United States District Court, N.D. Illinois, Eastern Division

September 24, 2014



JAMES F. HOLDERMAN, District Judge.

On September 6, 2006, a jury convicted petitioner Emmitt Weatherspoon ("Weatherspoon") of first-degree murder. Weatherspoon was sentenced to 45 years in prison, which he is currently serving at Menard Correctional Center in Menard, Illinois.

On December 2, 2013, Weatherspoon filed a pro se petition for a writ of habeas corpus pursuant to 28 U.S.C. § 2254. (Dkt. No. 1.) On April 7, 2014, the State of Illinois ("State"), on behalf of respondent Warden Rick Harrington, filed an answer to Weatherspoon's petition. (Dkt. No. 14.) The court allowed Weatherspoon until July 9, 2014 to file a reply, (Dkt. No. 16), and subsequently granted Weatherspoon's motion to extend the deadline until September 2, 2014 (Dkt. No. 18). On August 25, 2014, however, Weatherspoon filed a letter stating that he would not be able to draft a reply without legal assistance and wished to "move forward as is with [his] petition."[1] (Dkt. No. 19.) The court thus considers Weatherspoon's § 2254 petition ripe for ruling. For the reasons explained below, Weatherspoon's petition for a writ of habeas corpus is denied.


The following factual summary was set forth by the Appellate Court of Illinois for the First Judicial Circuit ("Illinois Appellate Court") in Weatherspoon's direct appeal, People v. Weatherspoon, 394 Ill.App.3d 839, 915 N.E.2d 761, 333 Ill.Dec. 690 (Ill.App.Ct. 1st Dist. 2009)[2]:

[Weatherspoon] was charged with aggravated criminal sexual assault and first-degree murder after Sylvia Chambers was found dead in a garbage can in the alley behind [Weatherspoon's] home.

A. Motion in limine

Before trial, which began August 1, 2006, [Weatherspoon] made an oral motion in limine to bar the State from presenting his theft conviction from 1997. The trial court found the motion premature and ruled that it would determine the relevancy of [Weatherspoon's] conviction if and when [Weatherspoon] testified.
[Weatherspoon] testified on his own behalf at the trial.
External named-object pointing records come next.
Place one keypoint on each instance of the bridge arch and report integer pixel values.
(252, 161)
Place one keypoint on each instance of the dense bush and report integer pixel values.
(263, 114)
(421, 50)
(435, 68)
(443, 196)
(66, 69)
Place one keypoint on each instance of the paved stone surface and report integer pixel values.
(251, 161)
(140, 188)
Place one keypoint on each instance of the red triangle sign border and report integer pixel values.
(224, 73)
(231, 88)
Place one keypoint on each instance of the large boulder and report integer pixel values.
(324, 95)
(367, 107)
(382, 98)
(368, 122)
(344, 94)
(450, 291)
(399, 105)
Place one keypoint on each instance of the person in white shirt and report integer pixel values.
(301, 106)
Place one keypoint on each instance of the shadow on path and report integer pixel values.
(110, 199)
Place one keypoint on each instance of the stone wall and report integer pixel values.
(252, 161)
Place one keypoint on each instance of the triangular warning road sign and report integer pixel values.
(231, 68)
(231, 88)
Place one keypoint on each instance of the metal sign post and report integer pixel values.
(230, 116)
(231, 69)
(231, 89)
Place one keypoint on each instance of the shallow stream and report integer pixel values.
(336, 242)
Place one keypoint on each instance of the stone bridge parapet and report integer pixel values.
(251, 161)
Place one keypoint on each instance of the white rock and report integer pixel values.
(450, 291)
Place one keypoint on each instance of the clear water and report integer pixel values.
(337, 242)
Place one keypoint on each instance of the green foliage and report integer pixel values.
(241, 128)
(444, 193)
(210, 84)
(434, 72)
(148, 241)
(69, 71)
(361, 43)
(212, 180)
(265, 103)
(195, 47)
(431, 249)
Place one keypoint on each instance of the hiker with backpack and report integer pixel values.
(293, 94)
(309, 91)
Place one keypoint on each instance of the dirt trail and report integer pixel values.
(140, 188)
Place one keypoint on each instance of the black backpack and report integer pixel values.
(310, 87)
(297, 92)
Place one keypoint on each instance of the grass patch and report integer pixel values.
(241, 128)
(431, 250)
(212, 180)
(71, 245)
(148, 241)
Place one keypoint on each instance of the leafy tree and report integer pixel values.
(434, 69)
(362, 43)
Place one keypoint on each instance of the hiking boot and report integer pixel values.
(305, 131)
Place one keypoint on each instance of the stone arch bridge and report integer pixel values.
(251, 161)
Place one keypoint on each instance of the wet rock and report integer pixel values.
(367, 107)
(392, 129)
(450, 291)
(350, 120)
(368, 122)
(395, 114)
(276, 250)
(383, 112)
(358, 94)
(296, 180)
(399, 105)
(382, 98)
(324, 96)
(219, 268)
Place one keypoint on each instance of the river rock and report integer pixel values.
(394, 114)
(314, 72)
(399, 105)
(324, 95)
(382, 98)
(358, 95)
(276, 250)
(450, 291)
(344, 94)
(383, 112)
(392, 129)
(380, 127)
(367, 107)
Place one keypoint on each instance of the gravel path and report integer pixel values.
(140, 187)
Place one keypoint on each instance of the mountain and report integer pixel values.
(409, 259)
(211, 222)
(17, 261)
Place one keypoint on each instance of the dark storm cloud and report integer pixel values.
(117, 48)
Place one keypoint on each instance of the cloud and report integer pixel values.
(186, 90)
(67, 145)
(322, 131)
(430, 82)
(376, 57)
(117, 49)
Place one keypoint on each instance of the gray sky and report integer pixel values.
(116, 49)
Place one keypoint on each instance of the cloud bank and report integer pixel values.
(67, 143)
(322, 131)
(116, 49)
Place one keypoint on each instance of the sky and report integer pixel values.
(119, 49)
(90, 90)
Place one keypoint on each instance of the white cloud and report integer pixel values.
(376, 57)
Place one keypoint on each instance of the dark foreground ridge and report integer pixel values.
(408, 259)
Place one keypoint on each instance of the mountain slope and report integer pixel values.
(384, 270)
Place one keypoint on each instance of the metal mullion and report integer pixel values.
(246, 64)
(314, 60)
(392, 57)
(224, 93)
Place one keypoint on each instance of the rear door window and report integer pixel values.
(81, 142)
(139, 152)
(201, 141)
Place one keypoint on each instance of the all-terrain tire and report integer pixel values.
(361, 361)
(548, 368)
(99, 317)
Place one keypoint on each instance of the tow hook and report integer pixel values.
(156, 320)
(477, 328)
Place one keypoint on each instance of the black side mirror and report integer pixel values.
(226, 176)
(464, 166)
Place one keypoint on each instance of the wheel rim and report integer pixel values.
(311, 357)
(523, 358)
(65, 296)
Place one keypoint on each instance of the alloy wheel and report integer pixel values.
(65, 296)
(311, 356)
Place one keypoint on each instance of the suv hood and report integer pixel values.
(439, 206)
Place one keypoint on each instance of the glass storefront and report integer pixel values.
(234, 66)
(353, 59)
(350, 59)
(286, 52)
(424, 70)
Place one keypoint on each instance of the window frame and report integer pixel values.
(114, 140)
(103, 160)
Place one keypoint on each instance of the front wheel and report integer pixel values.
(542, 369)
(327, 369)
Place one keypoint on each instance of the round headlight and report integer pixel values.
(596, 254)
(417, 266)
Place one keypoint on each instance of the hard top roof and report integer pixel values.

Afterward, the State sought to admit [Weatherspoon's] convictions for robbery and theft. [Weatherspoon] was convicted of robbery on July 21, 1995, and his probation was terminated in April 1997. He was convicted of theft on April 17, 1997. [Weatherspoon] requested that both convictions be barred because they were more prejudicial than probative, especially given the remoteness of the robbery conviction.
The trial court determined that both cases affected [Weatherspoon's] credibility. Although both convictions "tend not to be recent, " the court noted that [Weatherspoon] was outside the jurisdiction from 2001 through 2004. Furthermore, where [Weatherspoon] was being tried for crimes of violence, the theft and robbery convictions "lack any similarity to what is before this jury." After balancing the probative value of the convictions against the danger of unfair prejudice, the trial court permitted the State to present evidence of the convictions.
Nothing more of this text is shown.